Someone releasing (I say releasing and not maintaining, because I'm certain a
good number of the npm packages available are effectively unmaintained) a
package should be sufficiently aware of both the language and the package
manager itself to understand how they work.

In my earlier tale I mentioned a package that was included 9 times. I _tried_
to dig into finding why the various dependencies have such old versions, but I
gave up in sake of my own sanity when I discovered this scenario:

The project requires 47 packages at the top level, 33 of which have exact
version match requirements.

One of the dependencies is `grunt-contrib-watch` with an exact version
requirement of 0.6.1.

That package has a dependency on `tiny-lr-fork` with yet another exact version
requirement of 0.0.5. But it gets worse, because `tiny-lr-fork` (as the name
suggests) is a fork of an older package called `tiny-lr` which was
unmaintained for a while.
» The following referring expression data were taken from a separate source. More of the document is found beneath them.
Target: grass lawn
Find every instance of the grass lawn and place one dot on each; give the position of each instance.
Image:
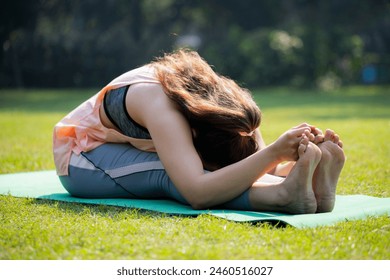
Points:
(37, 229)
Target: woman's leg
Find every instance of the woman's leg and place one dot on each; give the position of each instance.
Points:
(328, 172)
(119, 170)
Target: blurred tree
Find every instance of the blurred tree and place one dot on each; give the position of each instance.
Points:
(53, 43)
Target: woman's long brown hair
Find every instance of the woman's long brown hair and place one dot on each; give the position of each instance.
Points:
(217, 109)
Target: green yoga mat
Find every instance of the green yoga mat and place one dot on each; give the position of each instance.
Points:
(46, 185)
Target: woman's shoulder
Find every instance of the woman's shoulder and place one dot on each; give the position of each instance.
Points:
(143, 74)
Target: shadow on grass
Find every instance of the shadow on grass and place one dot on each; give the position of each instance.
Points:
(109, 211)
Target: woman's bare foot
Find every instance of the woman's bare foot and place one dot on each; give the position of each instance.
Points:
(299, 195)
(328, 171)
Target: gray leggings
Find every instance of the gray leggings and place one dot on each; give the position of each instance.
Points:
(122, 171)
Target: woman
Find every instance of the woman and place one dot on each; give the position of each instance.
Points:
(175, 129)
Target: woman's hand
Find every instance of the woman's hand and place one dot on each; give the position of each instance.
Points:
(286, 146)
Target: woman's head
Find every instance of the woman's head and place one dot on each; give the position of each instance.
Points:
(221, 113)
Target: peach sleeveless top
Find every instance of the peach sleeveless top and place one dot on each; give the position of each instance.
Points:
(82, 130)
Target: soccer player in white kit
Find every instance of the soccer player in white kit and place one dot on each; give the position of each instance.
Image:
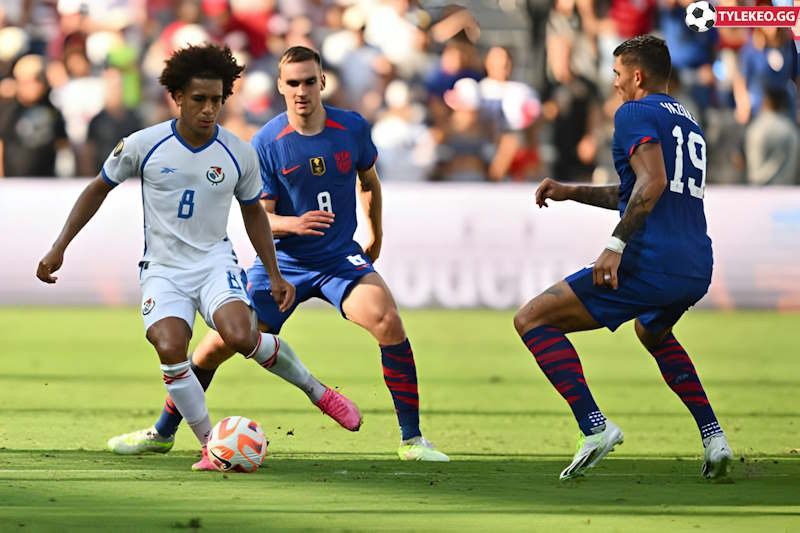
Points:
(190, 170)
But now, `tiny-lr` is _more_ up-to-date than the
fork is (and more confusingly, the `fork` npmjs page points to the upstream
github repo, NOT the fork repo).

And that is where we find our dependency on `qs` with a "approximate" (as npm
calls it) version requirement of ~0.5.2

I actually dug a little further with a one-liner I found to identify (and
count) the duplicated dependencies from the tree: 120 unique packages, the
highest dupe count is 24. TWENTY FOUR copies of the same module, again ranging
from 0.X releases to 3.x.

The node_modules directory is 200MB. The entire back-end application that
actually makes the fucking thing work, is 1.1MB.

Are you FUCKING KIDDING ME!?